Aims & Objectives:

Patients with Ehlers-Danlos syndrome (EDS) have abnormal collagen production or secretion leading to hyperextensibility of the skin, hypermobility of the joints, and increased tissue fragility. Although uncommon, respiratory manifestations of EDS have been described. The typical causes of death in patients with EDS are viscus rupture and arterial hemorrhage.
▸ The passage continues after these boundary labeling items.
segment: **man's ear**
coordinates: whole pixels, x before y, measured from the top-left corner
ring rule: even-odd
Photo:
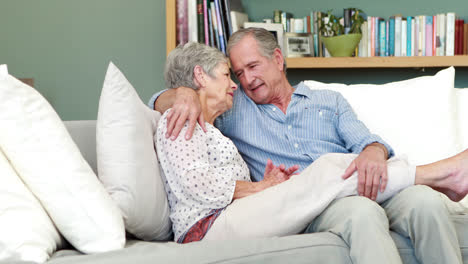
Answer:
[[[205,87],[205,71],[203,71],[200,65],[196,65],[195,68],[193,68],[193,79],[195,80],[195,84],[198,88]]]
[[[276,48],[273,52],[273,58],[275,59],[276,64],[279,67],[279,70],[284,72],[284,57],[283,52],[280,49]]]

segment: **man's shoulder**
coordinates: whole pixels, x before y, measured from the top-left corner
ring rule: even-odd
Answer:
[[[304,82],[301,82],[297,86],[297,91],[309,96],[310,98],[338,98],[343,97],[340,92],[326,89],[326,88],[318,88],[312,87],[310,85],[306,85]]]

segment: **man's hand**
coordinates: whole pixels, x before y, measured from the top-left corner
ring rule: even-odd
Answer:
[[[385,146],[379,143],[369,144],[351,162],[342,178],[347,179],[357,171],[359,195],[375,201],[379,185],[380,192],[383,192],[387,186],[387,158],[388,153]]]
[[[260,183],[262,183],[264,189],[275,186],[289,180],[289,178],[291,178],[298,169],[298,165],[294,165],[287,169],[283,164],[275,166],[273,162],[268,159],[265,167],[265,173],[263,174],[263,180],[260,181]]]
[[[179,87],[176,91],[175,101],[171,112],[167,115],[167,133],[166,138],[175,140],[184,127],[186,121],[189,121],[189,127],[185,133],[185,139],[192,138],[196,122],[200,124],[203,131],[206,132],[205,118],[201,111],[200,100],[195,90],[187,87]]]

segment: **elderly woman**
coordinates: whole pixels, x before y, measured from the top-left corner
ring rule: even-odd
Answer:
[[[158,124],[155,144],[165,173],[175,241],[296,234],[334,199],[357,195],[356,175],[341,178],[354,154],[324,155],[299,175],[293,175],[297,166],[286,169],[269,160],[264,179],[250,181],[247,165],[234,144],[213,126],[216,117],[232,107],[237,89],[227,58],[217,49],[199,43],[177,47],[167,58],[165,79],[169,89],[185,86],[196,90],[207,122],[207,131],[197,125],[190,140],[165,137],[170,109]],[[187,129],[186,123],[183,130]],[[389,181],[377,202],[414,184],[442,187],[450,195],[443,187],[456,180],[418,174],[416,170],[423,168],[399,158],[390,159],[387,167]],[[466,183],[461,176],[457,180]]]

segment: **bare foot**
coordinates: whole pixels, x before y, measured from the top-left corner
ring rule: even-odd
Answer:
[[[468,149],[448,159],[418,166],[416,176],[416,184],[428,185],[450,200],[460,201],[468,194]]]

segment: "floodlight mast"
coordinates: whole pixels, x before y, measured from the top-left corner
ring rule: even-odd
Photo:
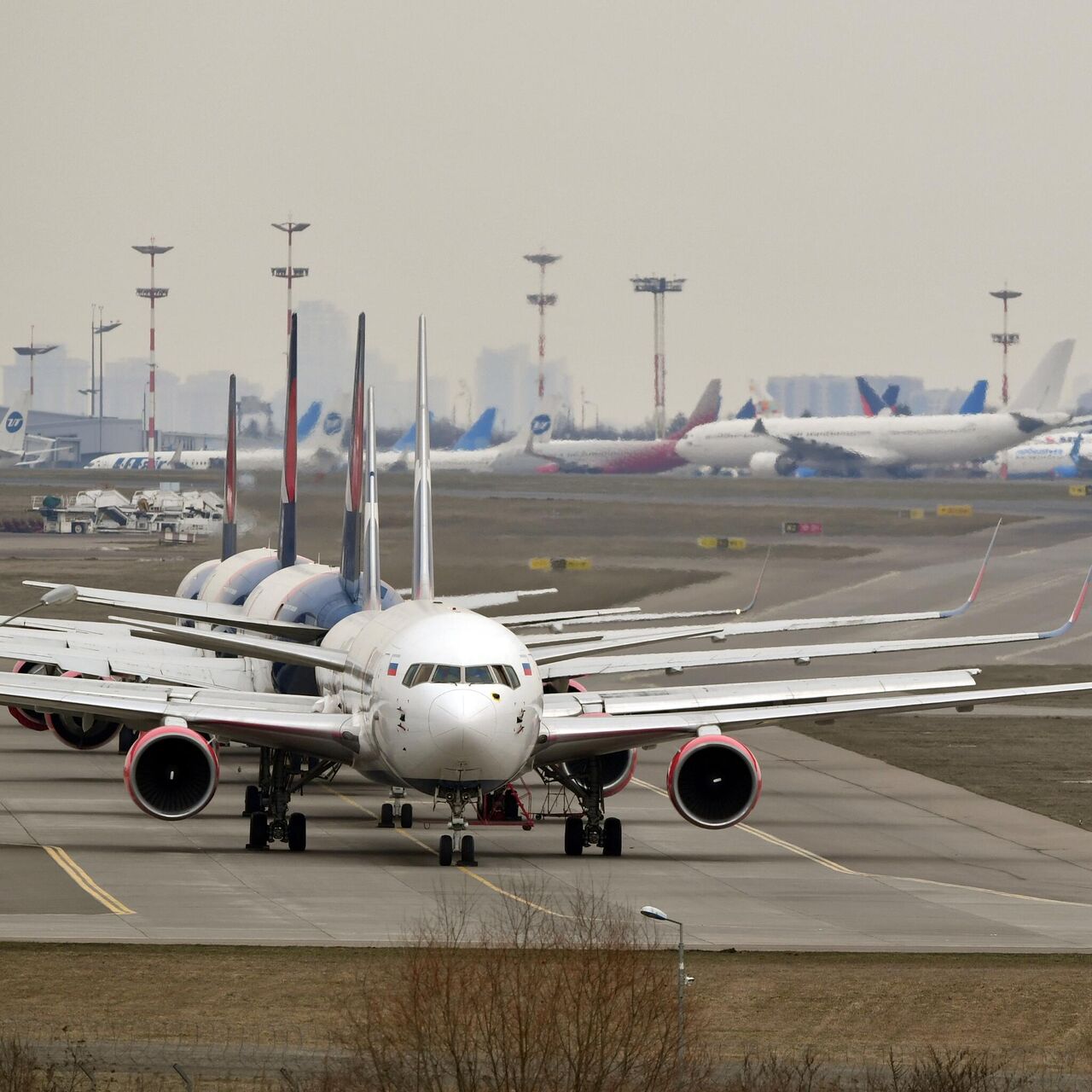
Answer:
[[[652,359],[653,404],[655,414],[656,439],[662,440],[667,432],[667,412],[665,410],[667,391],[667,352],[664,342],[664,294],[681,292],[686,277],[675,277],[668,281],[662,276],[630,277],[633,292],[652,293],[652,336],[655,343]]]
[[[527,296],[527,302],[538,308],[538,408],[542,410],[546,396],[546,308],[557,304],[557,294],[546,292],[546,266],[559,262],[561,256],[539,251],[537,254],[524,254],[523,259],[538,266],[538,292]]]
[[[156,245],[155,236],[146,246],[133,247],[138,253],[147,254],[152,260],[152,280],[150,287],[138,288],[136,295],[149,302],[149,333],[147,333],[147,470],[155,472],[155,301],[164,299],[167,295],[166,288],[155,286],[155,256],[165,254],[174,247],[161,247]]]
[[[34,344],[34,327],[31,327],[31,344],[29,345],[16,345],[14,346],[15,352],[20,356],[25,356],[29,358],[31,365],[31,390],[29,397],[26,403],[26,424],[23,427],[23,461],[26,461],[26,443],[27,438],[31,434],[31,410],[34,407],[34,358],[36,356],[41,356],[43,353],[52,353],[56,345],[35,345]]]
[[[1020,344],[1020,334],[1009,333],[1009,300],[1018,299],[1023,295],[1022,292],[1010,292],[1008,282],[1006,282],[1005,287],[1000,292],[992,292],[989,294],[994,299],[999,299],[1002,305],[1002,324],[1001,333],[992,334],[992,340],[995,345],[1001,346],[1001,407],[1008,410],[1009,407],[1009,346]],[[1001,456],[1001,477],[1007,478],[1009,476],[1009,463],[1005,456]]]
[[[306,265],[292,264],[292,237],[298,232],[306,232],[311,225],[294,221],[289,213],[288,218],[283,224],[273,224],[271,226],[275,227],[278,232],[284,232],[288,236],[288,264],[274,265],[270,272],[273,276],[283,277],[288,282],[288,323],[285,328],[285,335],[288,341],[292,341],[292,282],[299,277],[305,277],[311,272]]]

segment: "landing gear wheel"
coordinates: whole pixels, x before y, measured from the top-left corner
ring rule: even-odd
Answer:
[[[584,852],[584,820],[580,816],[569,816],[565,820],[565,855],[579,857]]]
[[[621,856],[621,820],[606,819],[603,822],[603,856]]]
[[[302,853],[307,848],[307,816],[301,811],[288,816],[288,848],[293,853]]]
[[[254,811],[250,816],[250,841],[248,850],[268,850],[270,847],[270,820],[264,811]]]
[[[121,729],[124,732],[124,728]],[[262,809],[262,791],[257,785],[247,785],[247,792],[242,797],[242,814],[252,816]]]
[[[443,866],[451,864],[451,858],[455,855],[455,846],[450,834],[440,835],[440,864]]]

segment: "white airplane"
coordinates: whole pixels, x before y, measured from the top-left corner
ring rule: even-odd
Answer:
[[[475,862],[466,810],[534,769],[579,799],[582,815],[566,821],[565,851],[597,845],[622,850],[621,824],[605,802],[629,781],[637,749],[677,743],[667,785],[676,810],[705,829],[741,821],[758,803],[761,773],[753,753],[724,734],[727,727],[795,720],[936,708],[1092,690],[1092,682],[973,691],[970,672],[816,680],[819,685],[753,682],[741,686],[661,687],[643,691],[571,691],[575,676],[753,663],[783,658],[775,649],[594,656],[595,642],[532,652],[531,642],[500,620],[435,595],[431,477],[425,323],[418,327],[417,450],[414,474],[413,598],[382,609],[379,510],[375,466],[373,395],[367,399],[360,573],[363,609],[343,617],[320,645],[241,632],[156,622],[135,632],[169,644],[215,649],[313,668],[314,697],[165,687],[140,682],[0,674],[0,699],[37,712],[124,720],[140,728],[124,781],[134,803],[159,819],[200,812],[216,791],[216,739],[262,748],[262,784],[250,817],[250,845],[271,838],[301,851],[307,824],[289,815],[294,792],[344,764],[397,788],[431,795],[450,811],[439,862],[450,865],[455,839],[461,863]],[[294,496],[285,503],[294,502]],[[238,556],[238,555],[237,555]],[[919,648],[963,648],[1042,640],[1068,630],[1080,614],[1092,570],[1069,620],[1041,633],[988,634],[940,641],[855,642],[854,653]],[[797,646],[798,661],[840,655],[839,646]],[[549,691],[562,692],[549,692]],[[934,692],[921,692],[934,691]],[[589,715],[598,714],[598,715]],[[301,765],[300,759],[309,759]],[[248,792],[248,797],[250,793]],[[404,805],[402,821],[412,822]],[[384,806],[384,819],[393,810]],[[407,821],[408,820],[408,821]]]
[[[317,426],[322,420],[322,435]],[[298,448],[298,459],[301,463],[330,461],[335,456],[331,448],[337,450],[341,446],[342,416],[330,412],[322,415],[322,403],[312,402],[297,422],[297,442],[305,441]],[[283,448],[238,448],[236,453],[240,471],[275,471],[284,461]],[[188,471],[215,470],[224,465],[227,451],[219,449],[203,449],[200,451],[162,451],[156,453],[157,470],[170,467]],[[96,455],[86,466],[93,471],[142,471],[147,468],[146,451],[115,451],[105,455]]]
[[[1069,419],[1057,411],[1072,340],[1054,345],[1013,401],[1014,412],[889,417],[776,417],[696,428],[676,451],[700,466],[791,475],[800,467],[856,475],[988,459]]]

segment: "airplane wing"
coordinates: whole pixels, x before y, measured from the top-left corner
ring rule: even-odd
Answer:
[[[156,727],[170,717],[234,743],[281,747],[339,762],[357,755],[359,732],[351,714],[313,712],[314,698],[304,699],[308,704],[278,698],[0,672],[0,700],[23,709],[91,713],[138,728]]]
[[[771,649],[724,649],[714,652],[618,653],[615,655],[572,656],[556,660],[539,668],[543,679],[562,679],[584,675],[617,675],[666,670],[678,674],[688,667],[717,667],[729,664],[762,664],[792,660],[800,665],[829,656],[859,656],[869,653],[917,652],[926,649],[966,649],[984,644],[1016,644],[1046,641],[1069,632],[1080,617],[1088,594],[1092,569],[1081,584],[1080,595],[1067,621],[1056,629],[1021,633],[986,633],[978,637],[912,638],[900,641],[844,641],[833,644],[779,645]]]
[[[607,755],[632,747],[651,747],[696,736],[700,729],[751,728],[762,724],[814,721],[826,724],[841,716],[864,713],[912,713],[929,709],[968,711],[975,705],[1017,698],[1042,698],[1088,693],[1092,682],[1059,686],[1006,687],[996,690],[961,690],[954,693],[907,693],[857,698],[848,701],[804,702],[792,705],[707,709],[695,712],[587,717],[544,716],[539,727],[535,764],[565,762],[591,755]]]
[[[24,580],[29,587],[60,587],[47,580]],[[298,621],[264,620],[250,618],[241,606],[232,603],[204,603],[201,600],[183,600],[175,595],[151,595],[145,592],[122,592],[110,587],[81,587],[76,585],[76,598],[81,603],[120,607],[127,610],[145,610],[149,614],[170,615],[206,621],[216,626],[232,626],[238,629],[273,633],[296,641],[314,641],[325,634],[319,626],[308,626]]]
[[[771,432],[762,423],[761,417],[755,423],[755,431],[775,440],[785,449],[786,454],[800,462],[869,463],[874,466],[892,466],[905,462],[902,455],[879,444],[854,443],[850,446],[835,443],[831,440],[817,440],[793,432]]]
[[[701,709],[735,709],[740,705],[786,705],[804,701],[828,701],[831,698],[973,687],[975,675],[977,668],[639,690],[578,690],[544,695],[543,711],[549,717],[565,717],[587,716],[591,713],[689,713]]]

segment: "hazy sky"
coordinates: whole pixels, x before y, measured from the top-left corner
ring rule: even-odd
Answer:
[[[272,377],[290,211],[300,297],[405,370],[424,311],[452,378],[534,341],[521,256],[561,253],[549,355],[614,419],[651,410],[634,274],[688,278],[669,410],[714,375],[996,391],[1006,280],[1014,384],[1063,336],[1089,370],[1090,57],[1087,0],[11,3],[0,344],[85,353],[102,302],[143,354],[154,234],[161,364]]]

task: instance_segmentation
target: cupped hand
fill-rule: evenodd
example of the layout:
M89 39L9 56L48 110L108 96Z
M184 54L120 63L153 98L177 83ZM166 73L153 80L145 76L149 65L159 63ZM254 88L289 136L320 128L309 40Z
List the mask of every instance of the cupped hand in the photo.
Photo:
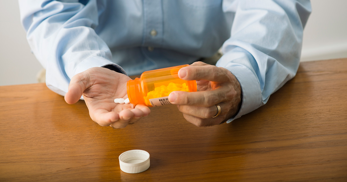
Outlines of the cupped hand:
M178 76L185 80L196 80L199 92L174 91L169 101L177 104L184 118L197 126L218 124L237 113L241 103L241 87L235 76L227 69L195 62L181 68ZM220 107L218 113L216 104Z
M65 100L74 104L83 95L93 121L101 126L124 128L151 112L144 105L115 103L115 98L127 98L126 83L130 79L107 68L90 68L72 78Z

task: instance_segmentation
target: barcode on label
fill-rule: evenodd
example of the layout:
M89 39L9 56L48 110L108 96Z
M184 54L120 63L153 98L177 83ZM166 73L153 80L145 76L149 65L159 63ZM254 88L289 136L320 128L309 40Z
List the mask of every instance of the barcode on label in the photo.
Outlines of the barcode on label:
M167 105L171 104L170 102L169 102L168 97L162 97L152 98L150 99L149 101L151 103L151 104L153 106Z

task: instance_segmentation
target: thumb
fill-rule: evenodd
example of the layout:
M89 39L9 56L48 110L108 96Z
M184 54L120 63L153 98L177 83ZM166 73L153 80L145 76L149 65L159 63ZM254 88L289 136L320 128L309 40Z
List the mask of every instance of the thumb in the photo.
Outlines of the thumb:
M90 87L90 83L88 73L85 71L74 76L70 81L67 93L64 97L65 102L70 104L77 102L84 90Z

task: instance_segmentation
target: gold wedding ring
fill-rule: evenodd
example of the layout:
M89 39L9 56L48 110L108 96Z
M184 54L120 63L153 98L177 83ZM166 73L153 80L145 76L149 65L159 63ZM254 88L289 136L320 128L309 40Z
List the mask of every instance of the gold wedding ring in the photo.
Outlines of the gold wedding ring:
M218 113L217 113L217 114L216 114L216 115L212 116L212 118L215 118L216 117L218 116L220 114L220 106L218 105L218 104L216 104L215 106L217 106L217 109L218 109Z

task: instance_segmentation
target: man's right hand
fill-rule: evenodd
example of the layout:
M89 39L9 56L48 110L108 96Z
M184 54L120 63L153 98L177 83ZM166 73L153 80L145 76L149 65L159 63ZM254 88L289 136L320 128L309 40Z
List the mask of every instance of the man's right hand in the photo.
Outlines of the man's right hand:
M72 78L65 100L74 104L83 95L93 121L101 126L124 128L151 113L143 105L115 103L115 98L127 98L126 84L130 79L107 68L90 68Z

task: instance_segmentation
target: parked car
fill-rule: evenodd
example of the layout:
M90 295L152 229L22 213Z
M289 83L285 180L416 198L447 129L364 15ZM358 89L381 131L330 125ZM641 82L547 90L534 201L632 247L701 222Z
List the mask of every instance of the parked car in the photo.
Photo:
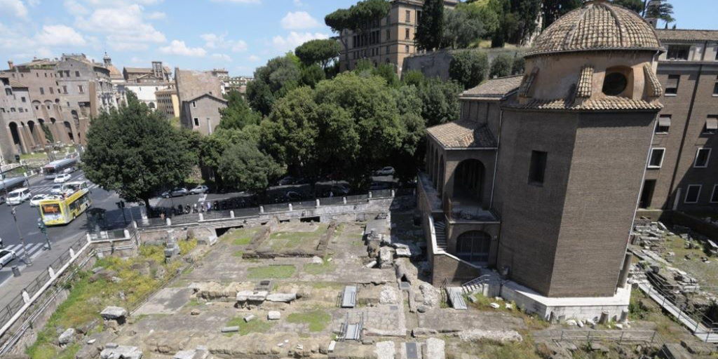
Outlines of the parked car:
M30 199L32 195L27 188L18 188L7 195L7 204L17 205Z
M16 258L17 258L17 254L15 253L14 251L9 249L0 250L0 268L5 266Z
M208 192L210 192L210 187L204 185L200 185L199 186L190 190L190 193L192 195L201 195L202 193L207 193Z
M374 171L374 174L376 176L393 176L394 174L394 167L387 166L381 169Z
M35 195L32 198L30 198L30 207L39 207L41 200L47 200L50 197L50 195Z
M59 196L62 194L63 187L65 186L62 185L55 185L52 186L52 189L50 190L50 192L52 193L52 195L57 195Z
M170 197L182 197L186 196L190 194L190 191L187 190L187 188L179 187L175 188L171 191L165 192L162 193L162 197L165 198L169 198Z
M391 190L392 187L391 183L388 182L375 182L369 186L369 190L370 191L380 191L382 190Z
M57 174L55 177L55 180L52 182L55 183L65 183L70 180L72 176L69 173L63 173L62 174Z

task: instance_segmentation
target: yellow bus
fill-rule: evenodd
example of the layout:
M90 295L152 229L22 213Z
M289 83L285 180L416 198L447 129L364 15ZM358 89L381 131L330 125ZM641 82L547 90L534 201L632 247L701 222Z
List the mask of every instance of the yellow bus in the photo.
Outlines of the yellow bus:
M67 224L92 205L90 190L86 182L67 182L62 194L55 198L40 201L40 217L45 225Z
Some deaths have been attributed to pulmonary hemorrhage. We report a case of acute pulmonary hemorrhage as the presenting finding of granulatomatosis with polyangiitis in a child with EDS.

Methods

Case Report

Results

A 14-year-old female with EDS presented with a 2-month history of fever, fatigue, unintentional weight loss, arthralgias, myalgias, and progressive dyspnea. Chest radiography revealed diffuse alveolar opacities and laboratory evaluation revealed anemia and thrombocytopenia. Chest computed tomography (CT) showed pulmonary hemorrhage. Anti-neutrophil cytoplasmic antibodies targeting proteinase 3 were positive for granulomatosis with polyangiitis. She was admitted on high-flow nasal cannula oxygen therapy and given pulse-dose intravenous methylprednisolone. Subsequent improvement in respiratory status was observed; she was treated with rituximab and weaned off oxygen. Patient was discharged home in stable condition on hospital day #5 and remained on oral prednisone, with a 4-week course of rituximab, and was started oral azathioprine.

Conclusions

To our knowledge this is the first reported case of polyangiitis with granulomatosis presenting with pulmonary hemorrhage in a child with EDS. An increased index of suspicion may improve outcomes.